Quelle: Handelsblatt, 27.10.1994
26.10.1994
Am gleichen Tag (26.10.) statten die "Gorleben-Frauen" Umweltminister Töpfer in Bonn einen Besuch ab.
"das Wendland dichtgemacht"
05.11.1994
Die Castor-Gegner im Wendland proben den Ernstfall. Weit über 1.000 Atomkraftgegner:innen blockieren für einen Tag lang die vier wichtigsten Zufahrtsstraßen zum Landkreis Lüchow-Dannenberg sowie die Bahnstrecke nach Dannenberg. Blockaden aus Möbeln, Strohballen sowie Sperren aus Traktoren sind im Norden, Süden und Westen errichtet worden: auf der B 4 in Uelzen, auf der B 248 in Lübbow, auf der B 216 bei Göhrde sowie auf der B 191 an der Dömitzer Brücke. Jeweils rund 200 Demonstrant:innen halten sich an den Blockadepunkten auf.
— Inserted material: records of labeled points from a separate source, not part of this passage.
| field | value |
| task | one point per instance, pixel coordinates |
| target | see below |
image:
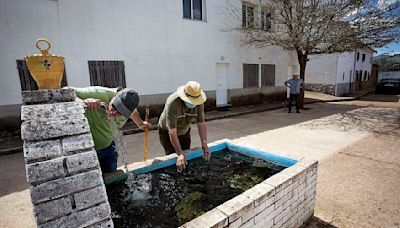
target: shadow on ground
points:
(315, 222)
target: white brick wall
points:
(286, 199)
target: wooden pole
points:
(146, 134)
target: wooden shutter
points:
(26, 79)
(250, 75)
(107, 73)
(267, 75)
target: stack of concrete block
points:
(66, 184)
(286, 199)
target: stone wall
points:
(286, 199)
(62, 169)
(342, 88)
(323, 88)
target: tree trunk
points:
(302, 62)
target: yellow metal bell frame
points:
(45, 68)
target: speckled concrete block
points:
(54, 128)
(81, 218)
(60, 187)
(67, 189)
(48, 96)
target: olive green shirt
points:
(177, 115)
(103, 130)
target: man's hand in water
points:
(180, 163)
(92, 103)
(206, 152)
(144, 125)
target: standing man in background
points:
(294, 85)
(181, 107)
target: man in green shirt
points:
(181, 107)
(105, 121)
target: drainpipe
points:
(336, 77)
(354, 70)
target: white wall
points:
(367, 64)
(321, 69)
(160, 49)
(345, 66)
(389, 74)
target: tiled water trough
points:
(286, 199)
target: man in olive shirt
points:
(119, 105)
(181, 107)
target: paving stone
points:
(54, 128)
(47, 111)
(46, 170)
(42, 150)
(61, 187)
(81, 218)
(82, 161)
(77, 143)
(90, 197)
(48, 96)
(52, 209)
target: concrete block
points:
(294, 171)
(105, 224)
(90, 197)
(260, 193)
(82, 161)
(235, 224)
(50, 111)
(279, 218)
(250, 214)
(52, 209)
(77, 143)
(81, 218)
(48, 96)
(47, 170)
(213, 218)
(248, 224)
(62, 95)
(236, 207)
(259, 208)
(36, 96)
(265, 214)
(42, 150)
(279, 181)
(57, 188)
(53, 128)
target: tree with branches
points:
(310, 27)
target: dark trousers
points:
(165, 141)
(108, 158)
(296, 98)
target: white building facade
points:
(161, 45)
(339, 73)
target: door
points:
(222, 87)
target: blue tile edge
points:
(280, 160)
(268, 156)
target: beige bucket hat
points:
(192, 93)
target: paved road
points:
(339, 126)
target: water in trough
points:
(165, 198)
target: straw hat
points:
(192, 93)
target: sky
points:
(390, 49)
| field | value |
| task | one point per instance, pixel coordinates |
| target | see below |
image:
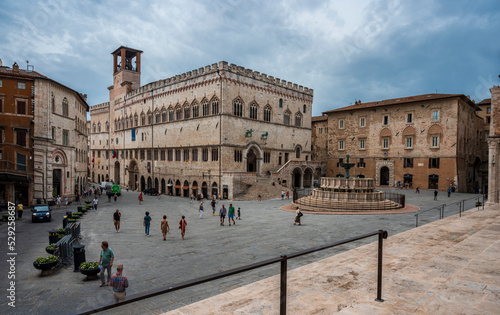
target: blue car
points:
(41, 213)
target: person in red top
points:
(182, 226)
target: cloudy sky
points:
(365, 50)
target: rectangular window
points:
(435, 115)
(385, 143)
(408, 163)
(21, 137)
(65, 137)
(21, 162)
(386, 120)
(433, 162)
(409, 118)
(267, 157)
(21, 107)
(409, 142)
(435, 141)
(238, 156)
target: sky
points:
(366, 50)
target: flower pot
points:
(46, 268)
(91, 273)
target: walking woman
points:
(164, 227)
(182, 226)
(147, 222)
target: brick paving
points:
(264, 232)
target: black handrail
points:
(283, 272)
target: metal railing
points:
(283, 275)
(441, 209)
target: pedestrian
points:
(213, 206)
(230, 214)
(116, 219)
(164, 227)
(106, 262)
(147, 223)
(119, 282)
(20, 211)
(201, 209)
(222, 214)
(182, 226)
(298, 214)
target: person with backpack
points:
(298, 215)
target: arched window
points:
(238, 107)
(267, 113)
(164, 115)
(196, 110)
(286, 119)
(298, 119)
(65, 107)
(215, 106)
(253, 110)
(206, 108)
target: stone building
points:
(44, 140)
(221, 126)
(430, 141)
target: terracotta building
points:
(43, 149)
(220, 126)
(430, 141)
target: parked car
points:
(151, 191)
(41, 213)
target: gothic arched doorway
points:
(384, 176)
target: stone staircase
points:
(264, 187)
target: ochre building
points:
(430, 141)
(211, 130)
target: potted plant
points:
(51, 249)
(45, 264)
(90, 269)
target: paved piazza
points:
(265, 231)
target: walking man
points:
(230, 214)
(116, 219)
(106, 262)
(222, 215)
(119, 282)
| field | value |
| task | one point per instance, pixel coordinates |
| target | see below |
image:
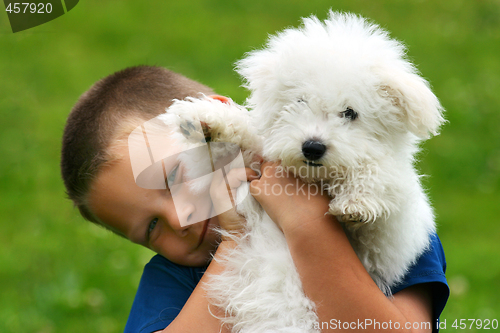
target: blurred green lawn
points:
(58, 273)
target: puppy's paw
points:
(194, 130)
(352, 211)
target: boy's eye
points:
(152, 225)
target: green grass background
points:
(59, 273)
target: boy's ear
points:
(223, 99)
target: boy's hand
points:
(223, 193)
(289, 202)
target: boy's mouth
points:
(203, 232)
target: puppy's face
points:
(337, 94)
(315, 131)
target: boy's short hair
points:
(110, 109)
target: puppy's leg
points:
(362, 196)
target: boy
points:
(98, 177)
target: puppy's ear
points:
(421, 111)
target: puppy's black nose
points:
(313, 150)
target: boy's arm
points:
(331, 273)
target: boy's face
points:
(148, 217)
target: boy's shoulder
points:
(164, 289)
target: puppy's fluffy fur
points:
(346, 89)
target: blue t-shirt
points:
(165, 288)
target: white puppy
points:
(335, 101)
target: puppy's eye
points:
(349, 114)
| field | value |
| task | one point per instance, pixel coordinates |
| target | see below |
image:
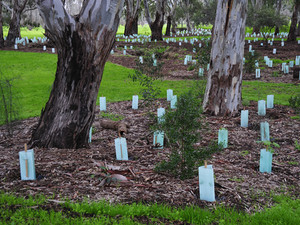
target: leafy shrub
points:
(9, 106)
(181, 127)
(146, 73)
(294, 102)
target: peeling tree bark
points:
(292, 37)
(83, 46)
(131, 17)
(1, 27)
(223, 89)
(171, 17)
(14, 25)
(156, 25)
(188, 23)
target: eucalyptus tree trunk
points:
(131, 17)
(1, 27)
(257, 5)
(83, 45)
(171, 17)
(278, 5)
(169, 24)
(14, 25)
(188, 23)
(158, 23)
(292, 37)
(223, 89)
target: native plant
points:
(294, 102)
(269, 145)
(148, 69)
(250, 59)
(9, 106)
(182, 129)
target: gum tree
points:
(223, 89)
(292, 37)
(158, 23)
(83, 45)
(132, 14)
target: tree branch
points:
(137, 7)
(97, 14)
(7, 7)
(55, 17)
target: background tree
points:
(223, 89)
(132, 14)
(158, 23)
(1, 26)
(293, 28)
(83, 45)
(265, 20)
(204, 13)
(14, 25)
(171, 5)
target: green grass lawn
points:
(36, 72)
(17, 210)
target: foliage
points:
(265, 19)
(203, 53)
(204, 13)
(9, 105)
(181, 127)
(146, 73)
(250, 59)
(294, 102)
(269, 145)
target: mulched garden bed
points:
(80, 173)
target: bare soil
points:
(80, 173)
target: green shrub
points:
(146, 73)
(294, 102)
(181, 127)
(250, 60)
(9, 105)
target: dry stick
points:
(26, 161)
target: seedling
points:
(269, 145)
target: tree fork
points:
(83, 47)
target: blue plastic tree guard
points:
(206, 183)
(223, 137)
(102, 103)
(27, 158)
(264, 131)
(174, 102)
(158, 139)
(244, 118)
(135, 102)
(265, 162)
(261, 107)
(121, 149)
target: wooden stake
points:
(26, 161)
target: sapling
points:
(269, 145)
(9, 104)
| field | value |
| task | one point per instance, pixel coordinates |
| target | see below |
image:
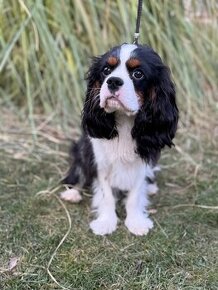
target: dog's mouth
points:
(113, 104)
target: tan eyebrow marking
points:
(112, 60)
(133, 63)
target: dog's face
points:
(122, 75)
(133, 80)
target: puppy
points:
(129, 115)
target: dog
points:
(129, 116)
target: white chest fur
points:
(117, 159)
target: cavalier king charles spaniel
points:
(129, 115)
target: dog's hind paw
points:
(71, 195)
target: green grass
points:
(179, 253)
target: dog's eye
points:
(138, 74)
(106, 70)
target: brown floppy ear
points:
(156, 122)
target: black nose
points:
(114, 83)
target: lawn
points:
(179, 253)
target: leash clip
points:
(136, 37)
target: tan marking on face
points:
(133, 63)
(112, 60)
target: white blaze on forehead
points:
(125, 52)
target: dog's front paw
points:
(104, 225)
(138, 224)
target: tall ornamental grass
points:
(46, 45)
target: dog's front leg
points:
(104, 204)
(137, 220)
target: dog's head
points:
(131, 79)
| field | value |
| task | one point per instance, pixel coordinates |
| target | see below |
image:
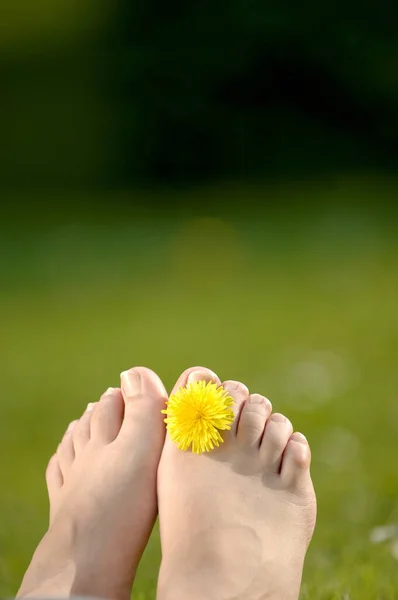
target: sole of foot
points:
(102, 491)
(236, 522)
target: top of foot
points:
(102, 489)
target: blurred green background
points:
(207, 185)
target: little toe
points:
(253, 417)
(277, 432)
(82, 429)
(54, 477)
(65, 450)
(107, 418)
(239, 393)
(296, 461)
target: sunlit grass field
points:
(302, 305)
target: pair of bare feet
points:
(235, 523)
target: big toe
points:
(193, 375)
(144, 398)
(254, 415)
(107, 418)
(296, 461)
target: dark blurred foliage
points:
(167, 93)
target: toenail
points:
(278, 418)
(109, 391)
(258, 399)
(131, 382)
(196, 376)
(299, 437)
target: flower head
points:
(196, 414)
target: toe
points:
(276, 436)
(296, 461)
(193, 375)
(66, 451)
(107, 418)
(253, 417)
(144, 397)
(54, 477)
(82, 429)
(239, 393)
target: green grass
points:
(304, 310)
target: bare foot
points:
(235, 523)
(102, 489)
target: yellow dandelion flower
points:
(196, 414)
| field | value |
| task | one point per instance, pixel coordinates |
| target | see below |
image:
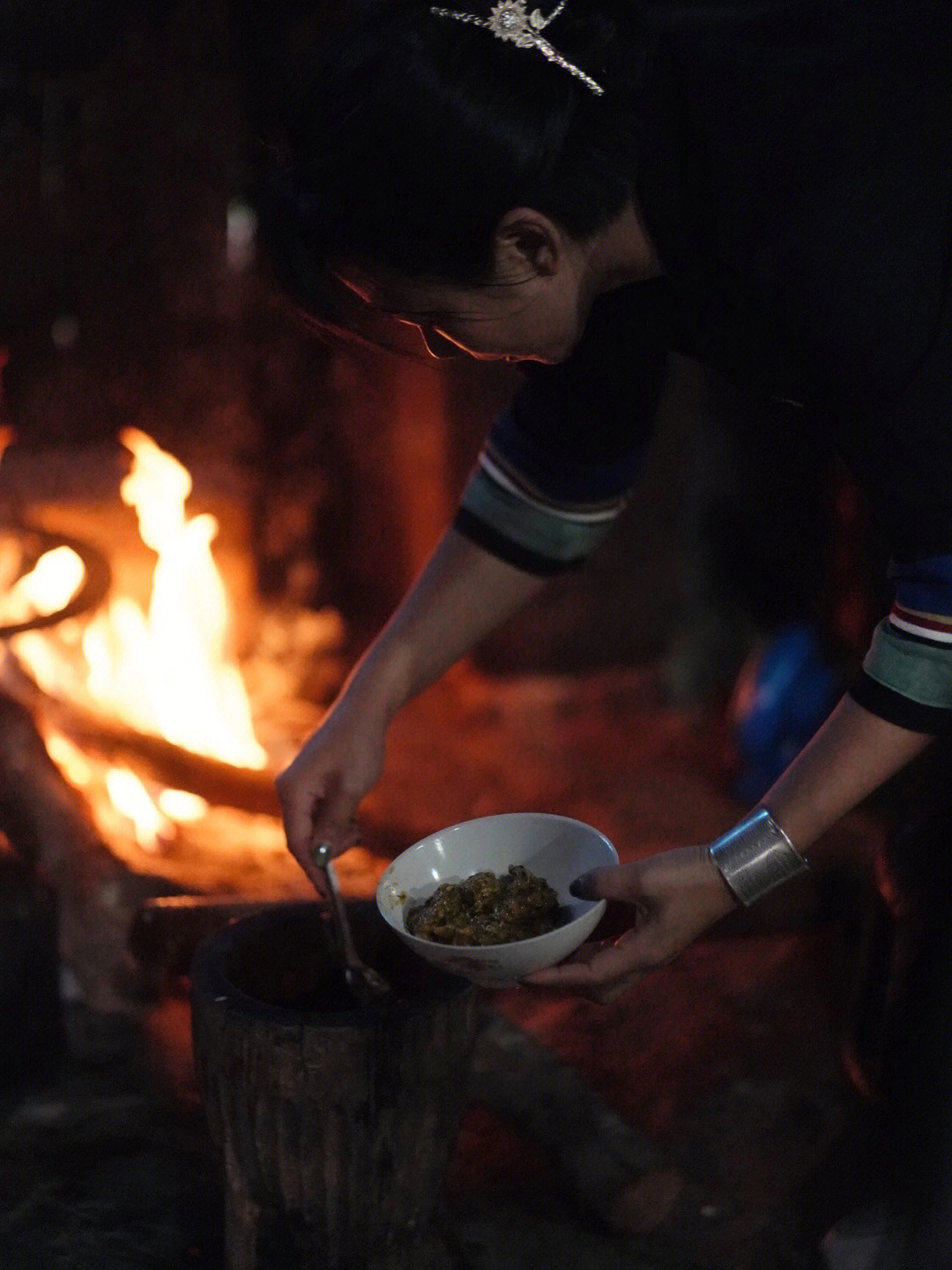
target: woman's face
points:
(532, 308)
(519, 317)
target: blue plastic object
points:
(792, 691)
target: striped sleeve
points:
(504, 513)
(560, 464)
(906, 676)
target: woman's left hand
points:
(675, 895)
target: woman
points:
(763, 185)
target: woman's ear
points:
(527, 242)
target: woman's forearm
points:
(461, 596)
(852, 755)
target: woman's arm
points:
(852, 755)
(460, 597)
(678, 894)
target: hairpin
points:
(509, 20)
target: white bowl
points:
(554, 848)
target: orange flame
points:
(169, 671)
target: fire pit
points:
(334, 1123)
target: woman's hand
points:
(320, 790)
(675, 895)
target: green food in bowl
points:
(487, 908)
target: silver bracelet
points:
(755, 856)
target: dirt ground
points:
(727, 1062)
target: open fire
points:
(167, 669)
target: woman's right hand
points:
(320, 790)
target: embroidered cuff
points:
(510, 525)
(911, 667)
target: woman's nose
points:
(438, 346)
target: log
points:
(603, 1163)
(608, 1169)
(49, 827)
(334, 1120)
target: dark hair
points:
(409, 135)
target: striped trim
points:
(918, 669)
(897, 709)
(553, 537)
(933, 628)
(504, 549)
(495, 467)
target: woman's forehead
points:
(397, 292)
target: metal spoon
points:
(366, 986)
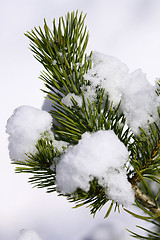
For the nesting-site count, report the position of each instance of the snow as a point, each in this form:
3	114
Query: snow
102	155
138	98
25	127
107	231
28	235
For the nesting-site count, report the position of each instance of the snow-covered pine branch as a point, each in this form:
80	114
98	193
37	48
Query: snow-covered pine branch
100	141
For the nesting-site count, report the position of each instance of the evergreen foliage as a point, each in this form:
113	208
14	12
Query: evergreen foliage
62	53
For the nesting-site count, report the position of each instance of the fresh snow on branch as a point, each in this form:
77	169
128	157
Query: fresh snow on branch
101	155
138	98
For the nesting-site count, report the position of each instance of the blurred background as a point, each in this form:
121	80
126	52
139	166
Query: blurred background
127	29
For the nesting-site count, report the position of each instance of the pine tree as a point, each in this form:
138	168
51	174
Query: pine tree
62	52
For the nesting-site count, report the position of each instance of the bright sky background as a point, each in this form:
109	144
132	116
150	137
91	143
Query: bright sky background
127	29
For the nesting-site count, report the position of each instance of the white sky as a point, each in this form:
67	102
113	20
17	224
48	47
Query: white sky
127	29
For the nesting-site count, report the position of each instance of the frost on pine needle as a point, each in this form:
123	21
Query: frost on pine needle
25	127
98	155
138	98
68	102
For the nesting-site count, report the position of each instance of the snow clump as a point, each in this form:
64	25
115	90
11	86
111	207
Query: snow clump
138	98
98	155
28	235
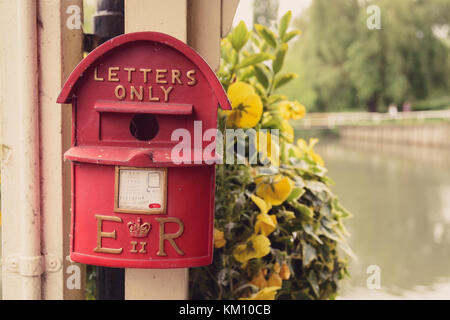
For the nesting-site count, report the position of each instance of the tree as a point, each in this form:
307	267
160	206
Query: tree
265	12
343	64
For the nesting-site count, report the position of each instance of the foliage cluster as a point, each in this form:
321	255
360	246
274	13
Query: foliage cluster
278	227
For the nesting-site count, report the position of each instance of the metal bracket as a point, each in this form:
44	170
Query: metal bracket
32	266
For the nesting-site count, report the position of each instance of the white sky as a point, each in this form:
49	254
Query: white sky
245	10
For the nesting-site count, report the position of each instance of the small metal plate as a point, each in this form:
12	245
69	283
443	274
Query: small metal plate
140	190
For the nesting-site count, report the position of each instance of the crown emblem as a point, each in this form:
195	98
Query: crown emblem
139	229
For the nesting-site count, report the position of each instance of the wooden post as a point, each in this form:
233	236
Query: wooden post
36	59
169	17
200	23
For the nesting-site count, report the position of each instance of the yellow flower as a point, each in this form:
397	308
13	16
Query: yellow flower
246	106
259	280
267	293
219	239
287	131
285	273
305	148
289	215
257	246
292	110
265	224
268	147
274	190
262	205
276	267
274	280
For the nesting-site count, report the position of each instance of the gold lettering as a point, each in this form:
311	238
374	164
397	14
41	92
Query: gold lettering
143	244
150	95
121	95
134	92
190	74
145	71
96	77
169	237
101	234
133	249
130	71
166	92
176	74
160	76
112	76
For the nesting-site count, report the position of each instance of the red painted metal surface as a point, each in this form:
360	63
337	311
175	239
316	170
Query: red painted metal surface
144	73
142	107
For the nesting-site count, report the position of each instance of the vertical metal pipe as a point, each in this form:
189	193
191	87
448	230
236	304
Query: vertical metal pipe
28	130
108	23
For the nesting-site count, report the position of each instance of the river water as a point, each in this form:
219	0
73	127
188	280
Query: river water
400	200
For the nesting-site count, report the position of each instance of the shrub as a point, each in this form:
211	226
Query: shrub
278	227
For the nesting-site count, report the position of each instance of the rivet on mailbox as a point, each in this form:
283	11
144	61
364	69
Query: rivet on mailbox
132	205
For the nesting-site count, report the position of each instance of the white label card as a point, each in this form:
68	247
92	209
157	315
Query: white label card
141	189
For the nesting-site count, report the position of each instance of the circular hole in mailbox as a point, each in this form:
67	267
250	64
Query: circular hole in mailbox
144	127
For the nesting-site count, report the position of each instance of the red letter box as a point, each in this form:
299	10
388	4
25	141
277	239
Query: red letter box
133	206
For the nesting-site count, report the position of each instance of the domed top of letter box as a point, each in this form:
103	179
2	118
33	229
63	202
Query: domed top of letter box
132	93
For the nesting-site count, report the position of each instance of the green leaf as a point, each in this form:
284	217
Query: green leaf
284	24
261	76
312	279
290	35
295	194
309	230
279	60
283	79
239	36
246	74
304	210
267	35
254	59
275	98
309	254
260	89
344	247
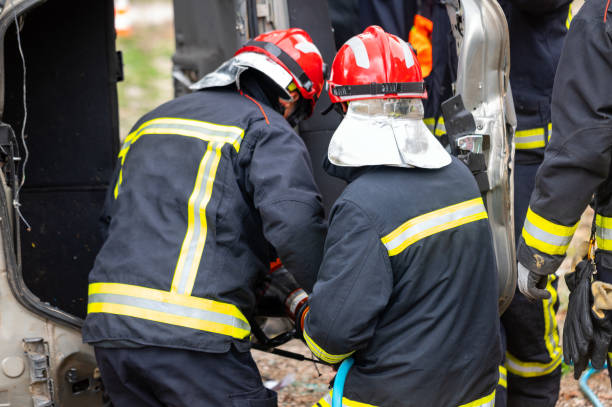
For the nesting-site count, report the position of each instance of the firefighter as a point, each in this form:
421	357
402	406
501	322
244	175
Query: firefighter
408	285
531	373
576	166
209	187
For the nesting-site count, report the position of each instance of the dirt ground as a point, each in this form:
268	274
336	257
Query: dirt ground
307	383
147	57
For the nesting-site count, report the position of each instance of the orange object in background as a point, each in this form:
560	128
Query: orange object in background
420	38
123	18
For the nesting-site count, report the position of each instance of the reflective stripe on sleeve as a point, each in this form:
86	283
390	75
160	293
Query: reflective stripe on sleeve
546	236
486	401
529	139
321	353
169	308
503	377
326	401
433	222
603	232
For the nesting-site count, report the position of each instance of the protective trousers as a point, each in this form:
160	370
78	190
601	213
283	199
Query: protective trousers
533	355
165	377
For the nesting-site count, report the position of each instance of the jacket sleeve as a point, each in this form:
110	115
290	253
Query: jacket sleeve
353	287
105	215
578	157
539	7
287	198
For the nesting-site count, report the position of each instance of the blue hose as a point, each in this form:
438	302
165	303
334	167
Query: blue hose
338	390
584	386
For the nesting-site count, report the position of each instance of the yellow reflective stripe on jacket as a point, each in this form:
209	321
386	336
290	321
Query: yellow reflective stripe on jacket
531	369
192	248
551	334
503	377
183	127
440	127
546	236
603	232
216	136
430	122
433	222
486	401
169	308
437	129
529	139
549	131
326	401
322	354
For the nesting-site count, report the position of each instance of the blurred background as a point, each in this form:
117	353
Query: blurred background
145	35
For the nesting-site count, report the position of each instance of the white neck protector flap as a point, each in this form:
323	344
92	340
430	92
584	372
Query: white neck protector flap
386	132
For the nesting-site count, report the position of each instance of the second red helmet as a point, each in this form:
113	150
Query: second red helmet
375	65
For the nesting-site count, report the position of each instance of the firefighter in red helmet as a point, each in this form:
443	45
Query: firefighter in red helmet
407	285
208	188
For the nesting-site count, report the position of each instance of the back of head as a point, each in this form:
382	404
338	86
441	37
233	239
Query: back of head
377	79
288	58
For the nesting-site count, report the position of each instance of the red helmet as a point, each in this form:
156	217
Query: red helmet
375	65
293	50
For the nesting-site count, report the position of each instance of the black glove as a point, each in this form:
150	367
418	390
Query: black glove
602	335
283	285
578	328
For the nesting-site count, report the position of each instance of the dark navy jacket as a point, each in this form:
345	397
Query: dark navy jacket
408	287
578	160
208	190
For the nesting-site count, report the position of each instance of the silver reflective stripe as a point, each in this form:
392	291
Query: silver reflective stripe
550	313
604	233
533	369
204	131
359	50
197	218
174	309
407	54
433	222
544	236
529	139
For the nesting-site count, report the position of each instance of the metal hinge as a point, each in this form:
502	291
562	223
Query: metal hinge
41	383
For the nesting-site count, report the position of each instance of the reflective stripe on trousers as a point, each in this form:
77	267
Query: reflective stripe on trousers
326	401
168	308
551	340
503	377
433	222
546	236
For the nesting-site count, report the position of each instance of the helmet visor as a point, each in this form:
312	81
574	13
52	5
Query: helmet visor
229	72
386	132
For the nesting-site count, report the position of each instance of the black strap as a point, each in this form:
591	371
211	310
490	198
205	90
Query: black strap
379	89
289	62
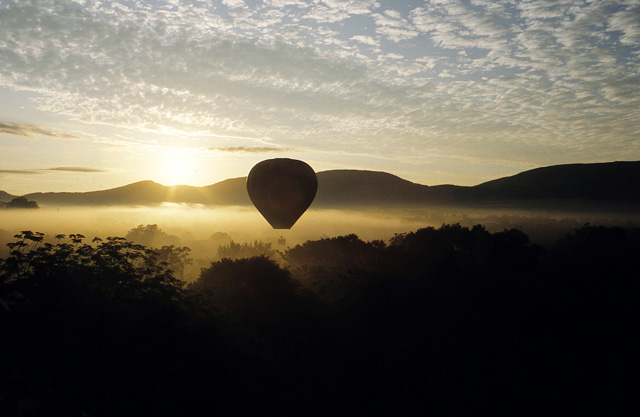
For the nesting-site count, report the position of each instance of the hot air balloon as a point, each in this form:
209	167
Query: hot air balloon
282	189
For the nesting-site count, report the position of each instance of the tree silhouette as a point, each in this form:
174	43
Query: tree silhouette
20	202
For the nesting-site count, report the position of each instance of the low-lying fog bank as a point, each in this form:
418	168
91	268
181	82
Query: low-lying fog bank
196	226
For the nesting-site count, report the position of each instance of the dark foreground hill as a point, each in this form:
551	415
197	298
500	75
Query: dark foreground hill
577	184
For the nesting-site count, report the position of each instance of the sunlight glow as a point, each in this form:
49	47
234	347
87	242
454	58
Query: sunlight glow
176	168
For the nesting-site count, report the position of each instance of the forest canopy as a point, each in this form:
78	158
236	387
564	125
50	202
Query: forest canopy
440	319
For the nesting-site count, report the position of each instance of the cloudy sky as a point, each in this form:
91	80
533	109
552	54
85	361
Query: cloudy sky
96	94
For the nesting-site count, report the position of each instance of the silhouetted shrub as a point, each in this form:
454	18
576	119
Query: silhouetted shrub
234	250
19	203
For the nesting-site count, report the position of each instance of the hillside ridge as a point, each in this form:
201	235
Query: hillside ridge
598	182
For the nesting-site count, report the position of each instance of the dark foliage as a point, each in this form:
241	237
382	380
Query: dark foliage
451	321
19	202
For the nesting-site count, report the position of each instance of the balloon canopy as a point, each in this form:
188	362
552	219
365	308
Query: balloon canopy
282	189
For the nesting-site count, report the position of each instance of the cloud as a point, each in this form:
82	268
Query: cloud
29	130
76	169
4	172
7	172
244	149
467	77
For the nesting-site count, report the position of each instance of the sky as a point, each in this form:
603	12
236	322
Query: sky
96	94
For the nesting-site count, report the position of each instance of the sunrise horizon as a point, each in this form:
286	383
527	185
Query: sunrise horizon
96	94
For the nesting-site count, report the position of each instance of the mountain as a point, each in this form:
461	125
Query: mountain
606	181
576	184
6	197
228	192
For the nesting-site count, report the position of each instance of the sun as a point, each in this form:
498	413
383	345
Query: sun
177	169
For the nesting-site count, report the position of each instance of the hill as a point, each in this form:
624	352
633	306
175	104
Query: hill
574	184
618	181
6	197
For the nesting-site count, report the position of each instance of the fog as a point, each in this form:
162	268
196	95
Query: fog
204	228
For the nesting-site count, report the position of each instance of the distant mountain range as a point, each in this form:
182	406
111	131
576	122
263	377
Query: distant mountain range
606	183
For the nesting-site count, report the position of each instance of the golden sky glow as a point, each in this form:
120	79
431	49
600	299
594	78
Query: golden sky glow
189	91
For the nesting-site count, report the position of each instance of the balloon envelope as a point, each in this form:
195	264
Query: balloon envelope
282	189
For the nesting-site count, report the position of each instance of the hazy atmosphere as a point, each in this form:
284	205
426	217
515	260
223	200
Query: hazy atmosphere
319	207
98	94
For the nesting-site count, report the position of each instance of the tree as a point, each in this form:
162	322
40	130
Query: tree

Die Polizei spricht an allen Orten Auflösungsverfügungen aus, denen die Atomkraftgegner:innen nicht oder nur zögerlich nachkommen.
Am Castor-Verladebahnhof in Breese/Marsch versammeln sich rund 400 Gorleben-Gegner zu einer Abschlußkundgebung.
Die Sonnabenddemo habe gezeigt, daß der Widerstand gegen den "überflüssigen" Castor-Transport nicht erlahmt sei, so die BI. Ihre Forderung zur Töpfer-Weisung: Hannover soll sich verweigern; sachliche Gründe gebe es in Hülle und Fülle: Die BI: "Es wächst die Entschlossenheit, sich dem Castor in den Weg zu stellen. Im Ernstfall all rechnen wir mit weitaus massiveren Protesten, zumal dann bundesweit eine Mobilisierungswelle rollen wird. Wird der Castor nicht entladen, wird es im Wendland politisch unruhig bleiben."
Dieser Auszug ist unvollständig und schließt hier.